Firstly, if you want to begin to knock vaping then start off by pointing out that smokers are still smoking even if they’re using an electronic cigarette. Yes, this isn’t true (in the sense that it’s totally factually incorrect), but you are guaranteed to have annoyed the vaper sufficiently that they will now be actively and animatedly engaging with you. It might be a touch more shouty than normal conversation levels, but this is really good if you’re hard of hearing.
Now, providing pushing hasn’t begun, tell the vaper all about flavours. All they need to know is that flavours are wrong. They are wrong because it simply makes people enjoy vaping. We all know that important things aren’t pleasurable: making an insurance claim, moving home, voting and open-heart surgery are all known to be exceptionally tedious or disconcerting. Nothing is more important to your bowels than a good portion of roughage a day. Is roughage tasty and full of flavour? No. Yet everybody loves ice cream and candyfloss. So, there, proof that making eliquid full of flavour is bad and therefore someone should make a law that compels all juice makers to only produce from a prescribed list. The list should only include the following flavours: cabbage, lettuce, rice, sawdust and earwax.
By this point, most vapers will be sagely nodding in agreement with you. You’ve made good points, you argued them well, and you’ve won them over to the side of common sense. But there will always be one…
You will need to elevate your voice so that they can hear, bellow: “I like to think about children!” The point being that the red-faced ignoramus opposite you never thinks about children because he or she is always too busy sucking on a metal rod. The fools. You, on the other hand, know that thinking about children all day makes you a compassionate and caring person.
Tell the vaper that children might pick up their vape stick and become addicted to it. Maybe they think it’s cool? Maybe they think it makes them look grown-up like the trendy people they’ve seen on the Internet? Maybe they see themselves as becoming a trendsetter like David Dorn or hip and happening like those folks in ECITA? How cool are they going to appear when the vaping stick explodes or they go through the vape gateway to drugs?
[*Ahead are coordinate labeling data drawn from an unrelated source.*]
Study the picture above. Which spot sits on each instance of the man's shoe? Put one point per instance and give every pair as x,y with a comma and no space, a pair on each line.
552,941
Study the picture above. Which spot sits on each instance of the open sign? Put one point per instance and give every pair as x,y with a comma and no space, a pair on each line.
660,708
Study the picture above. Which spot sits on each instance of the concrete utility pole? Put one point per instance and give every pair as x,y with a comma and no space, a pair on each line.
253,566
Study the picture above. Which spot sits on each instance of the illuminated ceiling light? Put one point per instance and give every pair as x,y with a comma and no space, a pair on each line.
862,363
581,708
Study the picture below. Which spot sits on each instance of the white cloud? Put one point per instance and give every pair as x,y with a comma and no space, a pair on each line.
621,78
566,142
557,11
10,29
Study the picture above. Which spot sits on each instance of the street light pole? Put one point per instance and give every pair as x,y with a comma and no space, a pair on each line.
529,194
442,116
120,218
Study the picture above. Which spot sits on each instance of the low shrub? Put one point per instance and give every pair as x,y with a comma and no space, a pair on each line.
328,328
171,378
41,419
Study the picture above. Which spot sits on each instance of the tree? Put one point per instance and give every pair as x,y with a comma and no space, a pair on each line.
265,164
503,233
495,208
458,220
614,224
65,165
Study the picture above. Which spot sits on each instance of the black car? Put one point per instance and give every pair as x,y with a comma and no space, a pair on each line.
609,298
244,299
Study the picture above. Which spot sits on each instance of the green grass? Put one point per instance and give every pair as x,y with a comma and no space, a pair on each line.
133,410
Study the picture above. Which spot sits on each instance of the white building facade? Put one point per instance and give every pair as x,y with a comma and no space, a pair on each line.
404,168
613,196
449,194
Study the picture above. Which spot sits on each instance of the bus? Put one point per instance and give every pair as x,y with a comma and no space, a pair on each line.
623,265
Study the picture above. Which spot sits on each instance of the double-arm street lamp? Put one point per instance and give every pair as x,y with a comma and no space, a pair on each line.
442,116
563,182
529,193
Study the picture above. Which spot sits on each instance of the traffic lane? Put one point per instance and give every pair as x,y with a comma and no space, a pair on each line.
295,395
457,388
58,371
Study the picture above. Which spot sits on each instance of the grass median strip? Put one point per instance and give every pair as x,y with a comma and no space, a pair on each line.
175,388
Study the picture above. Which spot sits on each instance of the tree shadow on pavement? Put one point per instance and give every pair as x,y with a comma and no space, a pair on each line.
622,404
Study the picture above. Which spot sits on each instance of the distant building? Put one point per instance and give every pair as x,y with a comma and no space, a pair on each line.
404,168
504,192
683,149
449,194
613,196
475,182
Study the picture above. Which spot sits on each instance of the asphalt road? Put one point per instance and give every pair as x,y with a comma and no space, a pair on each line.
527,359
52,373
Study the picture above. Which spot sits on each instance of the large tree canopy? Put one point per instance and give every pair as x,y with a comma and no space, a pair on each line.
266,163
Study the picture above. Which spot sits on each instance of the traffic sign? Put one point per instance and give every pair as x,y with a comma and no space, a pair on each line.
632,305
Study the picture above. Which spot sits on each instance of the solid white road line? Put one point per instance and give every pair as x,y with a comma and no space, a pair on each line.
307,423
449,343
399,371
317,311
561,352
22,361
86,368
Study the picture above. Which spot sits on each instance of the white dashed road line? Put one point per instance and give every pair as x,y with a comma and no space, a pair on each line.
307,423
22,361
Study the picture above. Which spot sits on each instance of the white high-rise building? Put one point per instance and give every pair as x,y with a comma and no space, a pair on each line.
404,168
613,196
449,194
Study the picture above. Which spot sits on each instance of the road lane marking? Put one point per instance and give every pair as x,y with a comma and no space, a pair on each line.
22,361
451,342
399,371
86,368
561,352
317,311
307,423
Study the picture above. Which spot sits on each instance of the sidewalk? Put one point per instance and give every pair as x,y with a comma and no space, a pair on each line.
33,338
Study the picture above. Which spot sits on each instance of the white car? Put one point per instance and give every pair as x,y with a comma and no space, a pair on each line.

You will now be asking yourself: “How do I know all these vaper people will listen to me?” The answer is simple and true, because vapers are always open to new evidence and are actively interested in helping to develop the products and the direction of the market. Vapers, vape companies and vape manufacturers have been listening to each other and experts for years – so they are bound to give you a warm welcome wherever you see a number of them gathering.
Good luck with convincing vapers they are doing everything wrong, the world needs more people like you.